Chiral surface and edge plasmons in ferromagnetic conductors

TL;DR

This paper investigates how Berry curvature in ferromagnetic conductors influences surface and edge plasmons, revealing direction-dependent frequencies and potential control mechanisms linking plasmonics with spintronics.

Contribution

It introduces the concept of surface Berry plasmons in ferromagnetic conductors and analyzes their unique directional properties caused by Berry curvature effects.

Findings

Edge plasmon frequency depends on propagation direction.

Berry curvature induces handedness in surface plasmons.
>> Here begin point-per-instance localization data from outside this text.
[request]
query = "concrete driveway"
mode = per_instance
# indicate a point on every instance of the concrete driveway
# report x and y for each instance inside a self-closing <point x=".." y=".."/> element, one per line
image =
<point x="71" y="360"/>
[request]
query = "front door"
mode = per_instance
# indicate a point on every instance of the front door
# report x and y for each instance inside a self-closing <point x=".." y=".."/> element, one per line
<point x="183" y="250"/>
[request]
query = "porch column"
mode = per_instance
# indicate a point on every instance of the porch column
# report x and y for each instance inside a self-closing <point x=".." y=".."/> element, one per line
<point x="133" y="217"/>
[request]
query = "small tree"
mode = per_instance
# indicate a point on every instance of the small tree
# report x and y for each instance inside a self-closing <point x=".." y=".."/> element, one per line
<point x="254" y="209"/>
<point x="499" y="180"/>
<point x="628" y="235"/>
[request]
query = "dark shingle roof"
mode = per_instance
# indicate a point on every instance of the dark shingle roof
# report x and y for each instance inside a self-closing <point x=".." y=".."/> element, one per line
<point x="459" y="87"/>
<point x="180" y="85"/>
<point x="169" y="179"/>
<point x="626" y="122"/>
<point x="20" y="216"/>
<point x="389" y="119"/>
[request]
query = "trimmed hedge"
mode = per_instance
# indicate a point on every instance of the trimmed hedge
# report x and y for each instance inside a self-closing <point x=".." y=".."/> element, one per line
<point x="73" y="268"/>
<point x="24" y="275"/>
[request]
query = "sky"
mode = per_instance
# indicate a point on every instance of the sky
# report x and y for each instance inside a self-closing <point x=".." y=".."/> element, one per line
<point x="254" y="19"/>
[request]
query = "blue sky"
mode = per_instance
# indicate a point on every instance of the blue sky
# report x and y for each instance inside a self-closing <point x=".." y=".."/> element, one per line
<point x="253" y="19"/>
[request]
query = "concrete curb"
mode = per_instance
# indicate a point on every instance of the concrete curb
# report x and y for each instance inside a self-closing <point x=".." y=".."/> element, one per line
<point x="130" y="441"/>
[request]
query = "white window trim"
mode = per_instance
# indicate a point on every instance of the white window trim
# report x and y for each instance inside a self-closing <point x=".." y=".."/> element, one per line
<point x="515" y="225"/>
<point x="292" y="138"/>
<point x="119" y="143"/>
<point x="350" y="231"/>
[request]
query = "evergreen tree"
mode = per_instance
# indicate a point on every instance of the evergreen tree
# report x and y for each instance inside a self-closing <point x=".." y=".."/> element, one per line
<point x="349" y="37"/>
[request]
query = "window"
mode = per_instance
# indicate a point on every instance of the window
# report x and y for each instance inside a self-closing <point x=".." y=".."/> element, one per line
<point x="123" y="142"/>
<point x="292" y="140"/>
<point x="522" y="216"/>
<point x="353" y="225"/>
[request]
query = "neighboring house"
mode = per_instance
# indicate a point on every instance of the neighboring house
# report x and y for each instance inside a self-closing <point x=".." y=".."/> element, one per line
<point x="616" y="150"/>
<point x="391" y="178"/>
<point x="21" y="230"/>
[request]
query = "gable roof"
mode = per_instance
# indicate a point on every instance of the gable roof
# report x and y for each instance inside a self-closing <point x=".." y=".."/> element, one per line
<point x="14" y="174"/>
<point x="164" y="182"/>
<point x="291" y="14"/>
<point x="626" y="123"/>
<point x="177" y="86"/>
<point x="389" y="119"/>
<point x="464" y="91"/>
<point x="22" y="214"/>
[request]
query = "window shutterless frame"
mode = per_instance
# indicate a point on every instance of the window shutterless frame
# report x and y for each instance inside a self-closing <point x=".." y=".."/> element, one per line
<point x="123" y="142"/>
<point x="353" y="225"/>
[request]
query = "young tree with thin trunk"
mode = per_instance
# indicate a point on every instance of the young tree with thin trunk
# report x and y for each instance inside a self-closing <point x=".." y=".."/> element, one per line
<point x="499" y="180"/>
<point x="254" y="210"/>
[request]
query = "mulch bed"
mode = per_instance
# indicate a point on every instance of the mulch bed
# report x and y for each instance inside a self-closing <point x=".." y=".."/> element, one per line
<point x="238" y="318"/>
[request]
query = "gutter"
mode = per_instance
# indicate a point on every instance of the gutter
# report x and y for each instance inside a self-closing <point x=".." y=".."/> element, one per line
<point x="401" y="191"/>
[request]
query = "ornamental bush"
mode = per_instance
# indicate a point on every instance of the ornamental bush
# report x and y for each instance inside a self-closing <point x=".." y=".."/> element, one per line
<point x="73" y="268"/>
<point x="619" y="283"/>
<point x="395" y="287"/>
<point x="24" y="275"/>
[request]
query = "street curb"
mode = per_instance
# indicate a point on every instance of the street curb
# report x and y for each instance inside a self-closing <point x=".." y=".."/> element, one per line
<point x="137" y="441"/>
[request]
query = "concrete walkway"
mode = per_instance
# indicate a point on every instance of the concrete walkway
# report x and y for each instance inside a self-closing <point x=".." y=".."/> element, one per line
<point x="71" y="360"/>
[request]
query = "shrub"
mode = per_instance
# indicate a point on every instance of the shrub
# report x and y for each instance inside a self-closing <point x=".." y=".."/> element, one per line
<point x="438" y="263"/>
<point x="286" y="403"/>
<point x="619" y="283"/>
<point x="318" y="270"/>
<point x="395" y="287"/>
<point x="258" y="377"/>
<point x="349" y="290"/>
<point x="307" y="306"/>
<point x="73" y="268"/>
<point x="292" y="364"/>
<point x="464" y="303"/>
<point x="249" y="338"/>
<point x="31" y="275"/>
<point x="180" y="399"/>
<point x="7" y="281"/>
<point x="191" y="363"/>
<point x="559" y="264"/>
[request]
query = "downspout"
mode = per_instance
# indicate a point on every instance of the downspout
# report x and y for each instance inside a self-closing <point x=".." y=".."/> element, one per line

Control of plasmon propagation via magnetization is possible.

Abstract

The recently introduced concept of "surface Berry plasmons" is studied in the concrete instance of a ferromagnetic conductor in which the Berry curvature, generated by spin-orbit (SO) interaction, has opposite signs for carriers parallel or antiparallel to the magnetization. By using collisionless hy- drodynamic equations with appropriate boundary conditions, we study both the surface plasmons of a three-dimensional ferromagnetic conductor and the edge plasmons of a two-dimensional one. The anomalous velocity and the broken inversion symmetry at the surface or the edge of the conductor create a "handedness", whereby the plasmon frequency depends not only on the angle between the wave vector and the magnetization, but also on the direction of propagation along a given line. In particular, we find that the frequency of the edge plasmon depends on the direction of propagation along the edge. These Berry curvature effects are compared and contrasted with similar effects induced in the plasmon dispersion by an external magnetic field in the absence of Berry curvature. We argue that Berry curvature effects may be used to control the direction of propagation of the surface plasmons via coupling with the magnetization of ferromagnetic conductors, and thus create a link between plasmonics and spintronics.